Still I am not very convinced that it is really worth the
effort. There are only very few tile-based plug-ins for which
"temporary drawable" might be the best approach.  A large number of
the plug-ins generate data on a row basis and for these plug-ins it
might be both simpler and faster (no tile overhead) to simply write
the generated rows to the preview.

So you are completely correct when you say that preview plug-in
does not solve all of your plug-in problems. 

But I remain quite skeptical of your implicit suggestion that the overhead
due to using a real drawable is important.

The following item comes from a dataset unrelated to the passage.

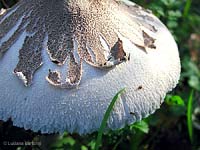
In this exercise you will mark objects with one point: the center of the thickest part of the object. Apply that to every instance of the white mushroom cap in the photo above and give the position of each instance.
(119, 45)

When you look at the total sequence of events that is normally used
to generate a new content of the preview there are quite
a number of steps:
* X generates a mouse event. 
* The mouse event gets routed to GTK (involves at least one process swap,
I am not completely certain if the window manager is involved
as well).
* GTK processes the event and routes it to the preview.
* Preview allocates a new drawable (actually it could
reuse the previous drawable when it has the same size).
* Preview calls the plug-in to render a new image.
* Preview draws the image on the pixbuf.
* GTK draws the pixbuf on the screen via X.
So when you look at the whole process I really doubt
that the drawable is in general a serious bottle-neck.
Of course, I can be convinced otherwise if you could
show me some good timing measurements.